With regard to the seamanship involved, there are incidents
recorded in the Sagas, as well as the use of a definite phrase for
"beating to windward," which prove that the handling of a Viking
ship was necessarily much the same as that of a square-rigged
vessel of today. The experience of the men who sailed the
reconstructed duplicate of the Goekstadt ship across the Atlantic
to the Chicago Exhibition bears this out entirely. The powers of
the beautifully designed ship were by no means limited to running
before the wind.
The museum at Christiania has a good example of the full war gear
of a lady of the Viking times.
Hakon, the son of Harald Fairhair, and foster son of our
Athelstane, took the throne of Norway in A.D. 935, which is
approximately the date of the story therefore.

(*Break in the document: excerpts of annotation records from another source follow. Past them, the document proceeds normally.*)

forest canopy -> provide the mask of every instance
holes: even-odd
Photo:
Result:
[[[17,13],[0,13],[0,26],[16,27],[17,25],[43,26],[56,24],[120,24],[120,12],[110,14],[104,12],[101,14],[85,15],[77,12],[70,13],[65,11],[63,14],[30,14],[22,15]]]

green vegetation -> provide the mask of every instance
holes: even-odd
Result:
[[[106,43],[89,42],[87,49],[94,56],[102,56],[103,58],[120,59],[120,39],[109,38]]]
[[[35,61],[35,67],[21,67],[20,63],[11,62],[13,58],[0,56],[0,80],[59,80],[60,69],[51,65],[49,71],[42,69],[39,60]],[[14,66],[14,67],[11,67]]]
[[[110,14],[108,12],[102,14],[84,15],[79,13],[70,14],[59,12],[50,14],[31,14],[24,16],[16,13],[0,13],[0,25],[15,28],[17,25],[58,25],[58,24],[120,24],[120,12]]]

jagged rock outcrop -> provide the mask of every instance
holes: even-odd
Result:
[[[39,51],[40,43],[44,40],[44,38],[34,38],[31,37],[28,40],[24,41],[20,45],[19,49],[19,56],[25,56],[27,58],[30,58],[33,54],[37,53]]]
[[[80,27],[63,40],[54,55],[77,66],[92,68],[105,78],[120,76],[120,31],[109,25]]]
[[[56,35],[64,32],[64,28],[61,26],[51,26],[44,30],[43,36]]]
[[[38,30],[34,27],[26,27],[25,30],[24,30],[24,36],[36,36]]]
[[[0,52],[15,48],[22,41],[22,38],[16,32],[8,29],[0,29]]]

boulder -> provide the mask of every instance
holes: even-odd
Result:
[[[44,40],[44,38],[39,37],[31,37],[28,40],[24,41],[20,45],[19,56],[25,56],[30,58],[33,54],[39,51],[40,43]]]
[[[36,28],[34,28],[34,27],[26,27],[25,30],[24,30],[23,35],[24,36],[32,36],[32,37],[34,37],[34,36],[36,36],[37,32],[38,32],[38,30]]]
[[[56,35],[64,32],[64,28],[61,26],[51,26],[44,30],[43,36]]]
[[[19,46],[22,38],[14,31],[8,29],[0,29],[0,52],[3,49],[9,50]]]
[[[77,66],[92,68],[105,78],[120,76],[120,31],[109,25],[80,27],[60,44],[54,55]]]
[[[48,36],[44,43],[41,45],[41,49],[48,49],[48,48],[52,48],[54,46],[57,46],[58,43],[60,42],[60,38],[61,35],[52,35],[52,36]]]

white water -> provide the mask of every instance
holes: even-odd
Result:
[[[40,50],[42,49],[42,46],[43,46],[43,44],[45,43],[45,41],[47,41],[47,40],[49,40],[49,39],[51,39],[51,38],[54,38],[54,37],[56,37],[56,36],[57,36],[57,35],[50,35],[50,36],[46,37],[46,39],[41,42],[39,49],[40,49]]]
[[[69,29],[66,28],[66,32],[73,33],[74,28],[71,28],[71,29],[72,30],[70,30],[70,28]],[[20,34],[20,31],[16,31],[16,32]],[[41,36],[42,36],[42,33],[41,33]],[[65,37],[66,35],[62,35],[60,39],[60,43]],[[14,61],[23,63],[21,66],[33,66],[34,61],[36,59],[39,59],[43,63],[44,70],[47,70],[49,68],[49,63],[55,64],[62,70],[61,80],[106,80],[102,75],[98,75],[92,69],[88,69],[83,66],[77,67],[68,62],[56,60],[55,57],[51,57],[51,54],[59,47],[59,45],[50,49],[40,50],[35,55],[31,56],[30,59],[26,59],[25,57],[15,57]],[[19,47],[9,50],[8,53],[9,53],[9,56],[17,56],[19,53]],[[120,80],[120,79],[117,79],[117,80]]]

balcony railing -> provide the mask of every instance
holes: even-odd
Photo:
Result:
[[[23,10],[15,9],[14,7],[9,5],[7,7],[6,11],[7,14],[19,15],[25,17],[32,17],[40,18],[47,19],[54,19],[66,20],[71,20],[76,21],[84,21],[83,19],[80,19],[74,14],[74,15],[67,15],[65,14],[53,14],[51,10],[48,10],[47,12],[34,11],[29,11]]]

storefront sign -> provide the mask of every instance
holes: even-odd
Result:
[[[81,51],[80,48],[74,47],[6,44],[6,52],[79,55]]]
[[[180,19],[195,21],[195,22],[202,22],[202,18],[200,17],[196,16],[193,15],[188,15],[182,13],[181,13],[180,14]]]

The long warfare
waged by Dane and Norseman against the Irishman at that time, and
the incidental troubles of the numerous island hermits on the Irish
coast, are written in the Irish annals, and perhaps most fully in
"the wars of the Gaedhil and the Gaill."
Chas. W. Whistler.
Stockland, 1906.
Chapter 1: The Old Chief And The Young.
The black smoke eddied and wavered as it rose over my father's
burning hall, and then the little sea breeze took it and swept it
inland over the heath-clad Caithness hills which I loved.